Unlike 2021, where consumers were flush with cash, the 2026 shock hits a K-shaped labor market with zero net new job growth for over a year. This means the inflation rate will be capped by a collapse in aggregate demand, versus being fueled by excess demand like during the pandemic.

While the pandemic featured a slow-building, multi-year inflationary climb fueled by gargantuan fiscal stimulus and broken global plumbing, the current inflation spike will be almost immediate due to the 50% surge in crude oil prices since the conflict’s onset.

In 2021, the Fed was behind the curve. In 2026, the Fed is in a wait and see mode with restored credibility, which helps keep long-term inflation expectations anchored, unlike the immediate post pandemic experience where Fed credibility came into question for the first time in 40 years.

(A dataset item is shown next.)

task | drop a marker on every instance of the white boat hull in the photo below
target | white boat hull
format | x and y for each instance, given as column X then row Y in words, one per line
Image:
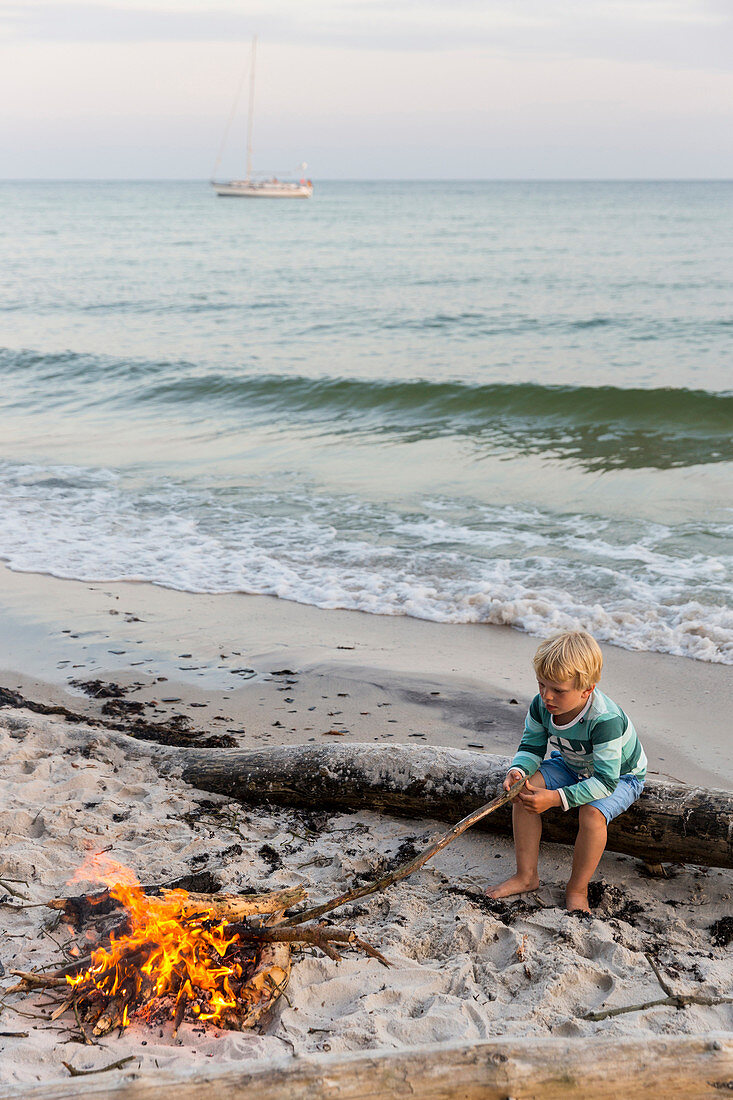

One approach to mapping out the inflationary sequencing is to overlay the parabolic inflation rates of March - September 2021 onto our current trajectory, then apply the September - December 2023 inflation cliff as our Q4 proxy.

Easy peasy, cut ‘n paste init?

Unfortunately, no. Adjustments need to be made to account for the OECD’s projection that supply chains are running below 85% capacity, and thus inflation will be higher in the short term before a supply side flush starting in late Q4 2026.

In table form, the distributional path looks like this.

In effect, a modified accelerated, deeper, and compressed timeline of the pandemic supply shock experience.